Publications

Publication details [#63788]

Chrzanowska-Kluczewska, Elzbieta. 2017. Humorous nonsense and multimodality in British and American children’s poetry. The European Journal of Humour Research 5 (3) : 25–42.
Publication type
Article in journal
Publication language
English
Place, Publisher
Cracow Tertium Society for the Promotion of Language Studies

Annotation

Nonsense and humour are two cognitive and linguistic phenomena that oft overlay. This paper centers on chosen instances of humorous nonsense poetry, targeted at English-speaking children, which includes verbal and visual expression modes. Formal sources of nonsense-creation in natural language can be divers, among others semantic anomaly, syntactic ill-formedness and structural ambiguity, phonetic and graphological experimentation. The reciprocity of nonsense with the text visuality in children's poetry presumes three distinct forms: 1) visual poems, 2) multimodal texts, where illustrations, oft absurd and comic in themselves, bolster the verbal text, and 3) texts based on the phonetic play. Examples will be drawn from the classics of the Anglophone children's poetry: Mother Goose, the Victorian classics L. Carroll and E. Lear, 20th-c.

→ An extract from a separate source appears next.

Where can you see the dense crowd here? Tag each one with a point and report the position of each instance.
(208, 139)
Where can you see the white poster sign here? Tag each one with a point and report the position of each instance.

British and American poets - L. Hughes, e.e. cummings, T. Hughes, J. Agard, as well as the Polish-British pair W. Graniczewski and R. Shindler. In all the poems to be assayed multimodality has a great role to play in the foundation and reinforcing of the effect of humorous bisociation/inanity. A set intertwisting of the phonetic, semantic and visual layers in such texts gets an additional defiance for their translators. The theoretical keystone for these considerations stays H. Bergson's study Laughter (1900/2008), which dextrously unites the Superiority, the Incongruity and the Release Theory of Modern Humour Studies. Bergson justly relates the sources and effects of the nonsensical and the comic to the concept of game/play and to the idea of dream-like phantasm they generate.